■DAIKO XTECHの事業概要
(2) コアビジネス
重点ソリューションに分類されない、同社のすべての商材がコアビジネスとなる。これは主に同社の収益基盤を支えてきた事業領域であり、具体的には顧客の基幹システムや業務システムの受託開発及びそれに伴うハードウェア販売などが含まれる。近年は、企業のIT投資マインドの変化に伴い、基幹システムのモダナイゼーションや業務自動化・効率化のニーズが高まっており、これらに対応する受託開発案件が伸長している。必ずしも粗利益率が高いわけではないが、受託開発は顧客の業務やシステムに対する深い理解を促進し、高いリピート率を維持する源泉となっている。また、ここでの顧客接点は、重点ソリューションを提案する機会を見出す契機としても機能している。さらに、同社の安定的な収益を支えるシステム運用・サポートビジネスといったリカーリングビジネスも、コアビジネスにおける重要なサービスである。

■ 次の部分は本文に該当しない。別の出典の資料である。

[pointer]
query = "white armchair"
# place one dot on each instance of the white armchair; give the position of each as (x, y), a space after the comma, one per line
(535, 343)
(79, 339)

なお、ハードウェアの販売については、収益性の観点から付加価値型ビジネスへとシフトしており、現在は重点ソリューションの提案につながる案件を中心に取り組む方針としている。
4. ソリューション区分
(1) プロダクトソリューション
パソコン、サーバー、ネットワーク機器などのハードウェア販売に加え、他社製ソフトウェアや自社ソリューションのライセンス販売が含まれる。また、納入した機器の保守サービスもこの区分に計上される。
(2) ソフトウェアソリューション
オンプレミスを中心としたシステム開発(受託開発)や重点ソリューション導入時における要件定義、カスタマイズ、アドオン開発などのエンジニアリング役務が含まれる。なお、1つの案件であっても、ソフトウェアのライセンス販売部分は「プロダクトソリューション」に計上され、その導入や構築にかかる役務部分は本区分に計上される仕組みとなっている。また、クラウドサービスの利用料などのストックビジネスも本区分に含まれており、安定的な売上基盤となっている。
(3) ネットワークソリューション
通信工事、電気工事、PBX(構内交換機)関連工事、ネットワークインフラの構築などが含まれる。近年は、高付加価値な直接取引の案件に注力することにより、単に売上規模を追うのではなく、粗利率の改善を重視する方針へと転換している。